CB had significantly less gap formation than SA after 1 cycle (p<0.001) and 20 cycles (p<0.01) and significantly less gap formation than SO from 1-250 cycles (p<0.05). CB repairs sustained significantly higher loads to failure (1530N + 59N) than SA (648N + 53N) and SO (662N + 31N) (p <0.001). All SO repairs failed through the suture. SA repairs failed at the suture ­anchor eyelet interface (n= 4) or by anchor pullout (n=3). Direct construct failure of the CB could not be demonstrated. In all CB repairs, maximum attainable load was limited by failure of the sutured attachment of the quad tendon to the servohydraulic mechanical testing machine. For each group, there was no significant difference between failure load and bone volume.
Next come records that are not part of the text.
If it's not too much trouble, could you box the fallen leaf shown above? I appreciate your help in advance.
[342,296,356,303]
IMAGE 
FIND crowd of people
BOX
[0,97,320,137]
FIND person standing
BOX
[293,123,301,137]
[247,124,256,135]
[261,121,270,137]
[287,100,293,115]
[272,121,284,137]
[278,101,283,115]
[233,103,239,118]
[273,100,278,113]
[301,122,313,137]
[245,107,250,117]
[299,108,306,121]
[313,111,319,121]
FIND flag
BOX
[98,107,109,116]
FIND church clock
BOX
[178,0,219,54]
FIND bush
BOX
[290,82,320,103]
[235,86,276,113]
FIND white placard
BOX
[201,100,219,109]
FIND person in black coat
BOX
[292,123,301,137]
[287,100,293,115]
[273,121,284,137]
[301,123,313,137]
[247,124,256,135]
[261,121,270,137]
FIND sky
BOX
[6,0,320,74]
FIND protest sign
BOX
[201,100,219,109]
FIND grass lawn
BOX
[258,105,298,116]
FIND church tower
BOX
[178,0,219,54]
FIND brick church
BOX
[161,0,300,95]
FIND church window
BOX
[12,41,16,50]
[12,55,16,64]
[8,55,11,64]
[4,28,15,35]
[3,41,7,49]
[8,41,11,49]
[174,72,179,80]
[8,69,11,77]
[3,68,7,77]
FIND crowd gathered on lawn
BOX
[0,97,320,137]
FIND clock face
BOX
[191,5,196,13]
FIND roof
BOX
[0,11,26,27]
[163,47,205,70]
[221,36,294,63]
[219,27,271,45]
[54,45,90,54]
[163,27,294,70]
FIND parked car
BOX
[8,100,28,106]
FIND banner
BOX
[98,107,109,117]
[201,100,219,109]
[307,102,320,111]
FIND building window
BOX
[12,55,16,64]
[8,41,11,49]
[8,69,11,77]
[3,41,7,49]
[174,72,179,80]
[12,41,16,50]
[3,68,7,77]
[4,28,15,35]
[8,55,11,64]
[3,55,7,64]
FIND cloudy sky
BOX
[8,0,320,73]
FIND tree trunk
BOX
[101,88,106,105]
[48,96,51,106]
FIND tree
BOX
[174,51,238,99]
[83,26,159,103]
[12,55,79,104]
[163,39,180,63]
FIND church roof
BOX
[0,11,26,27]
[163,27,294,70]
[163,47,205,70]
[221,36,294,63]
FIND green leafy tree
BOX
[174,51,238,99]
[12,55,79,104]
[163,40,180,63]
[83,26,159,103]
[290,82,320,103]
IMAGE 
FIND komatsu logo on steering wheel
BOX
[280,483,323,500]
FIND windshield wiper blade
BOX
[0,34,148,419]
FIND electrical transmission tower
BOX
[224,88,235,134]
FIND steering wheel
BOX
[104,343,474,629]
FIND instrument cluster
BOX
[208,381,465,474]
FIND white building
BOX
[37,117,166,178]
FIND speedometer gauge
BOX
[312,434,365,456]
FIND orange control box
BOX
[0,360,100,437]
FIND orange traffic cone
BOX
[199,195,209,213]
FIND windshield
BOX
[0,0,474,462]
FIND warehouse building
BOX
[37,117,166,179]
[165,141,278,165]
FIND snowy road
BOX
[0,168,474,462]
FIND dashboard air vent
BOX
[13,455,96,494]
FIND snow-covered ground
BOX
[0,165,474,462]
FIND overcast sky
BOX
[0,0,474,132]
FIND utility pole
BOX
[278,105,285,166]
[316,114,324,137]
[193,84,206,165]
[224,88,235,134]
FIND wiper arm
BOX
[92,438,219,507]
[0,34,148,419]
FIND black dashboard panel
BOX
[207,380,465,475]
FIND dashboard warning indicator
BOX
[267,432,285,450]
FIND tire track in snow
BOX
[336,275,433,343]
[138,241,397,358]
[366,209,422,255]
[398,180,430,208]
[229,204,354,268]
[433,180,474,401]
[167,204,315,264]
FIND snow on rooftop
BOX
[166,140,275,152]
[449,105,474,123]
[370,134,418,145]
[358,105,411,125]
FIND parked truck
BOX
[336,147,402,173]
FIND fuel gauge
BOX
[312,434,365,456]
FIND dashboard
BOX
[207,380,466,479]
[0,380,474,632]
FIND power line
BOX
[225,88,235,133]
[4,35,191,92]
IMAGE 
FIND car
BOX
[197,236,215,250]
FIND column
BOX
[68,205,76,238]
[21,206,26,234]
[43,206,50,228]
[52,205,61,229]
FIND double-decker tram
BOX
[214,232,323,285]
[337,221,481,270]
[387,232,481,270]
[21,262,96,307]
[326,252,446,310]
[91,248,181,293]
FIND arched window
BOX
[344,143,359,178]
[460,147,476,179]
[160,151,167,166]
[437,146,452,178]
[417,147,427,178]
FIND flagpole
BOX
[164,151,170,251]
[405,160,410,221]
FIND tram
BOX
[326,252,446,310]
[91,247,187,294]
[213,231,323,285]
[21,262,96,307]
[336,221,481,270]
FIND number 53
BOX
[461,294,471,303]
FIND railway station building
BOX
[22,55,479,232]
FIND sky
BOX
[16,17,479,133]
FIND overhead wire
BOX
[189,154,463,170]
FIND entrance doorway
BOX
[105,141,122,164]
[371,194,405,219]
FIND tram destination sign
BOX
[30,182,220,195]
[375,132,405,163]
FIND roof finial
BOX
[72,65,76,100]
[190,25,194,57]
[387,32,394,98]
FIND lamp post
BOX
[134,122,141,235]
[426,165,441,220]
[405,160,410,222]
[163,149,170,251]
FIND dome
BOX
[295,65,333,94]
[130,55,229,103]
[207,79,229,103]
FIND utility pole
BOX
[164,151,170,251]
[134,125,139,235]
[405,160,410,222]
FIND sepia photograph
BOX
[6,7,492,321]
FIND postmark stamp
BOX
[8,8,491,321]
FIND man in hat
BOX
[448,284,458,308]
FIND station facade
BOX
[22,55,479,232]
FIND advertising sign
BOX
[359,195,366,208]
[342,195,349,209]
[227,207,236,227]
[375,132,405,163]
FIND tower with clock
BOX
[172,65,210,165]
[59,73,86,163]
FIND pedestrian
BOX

However, SA specimens that failed by anchor pullout had three of the four lowest bone volumes for that group.


Patellar tendon repair using CB fixation has mechanical advantages over suture and anchor repair in cadaveric specimens. CB fixation showed less cyclic gap formation and withstood at least twice the load to catastrophic failure of the construct. This may translate to clinical advantages in accelerated rehabilitation or with ensuring adequate fixation in patients with poor bone density. SA patellar tendon repair in osteoporotic patients may be suboptimal due to risk of anchor pullout.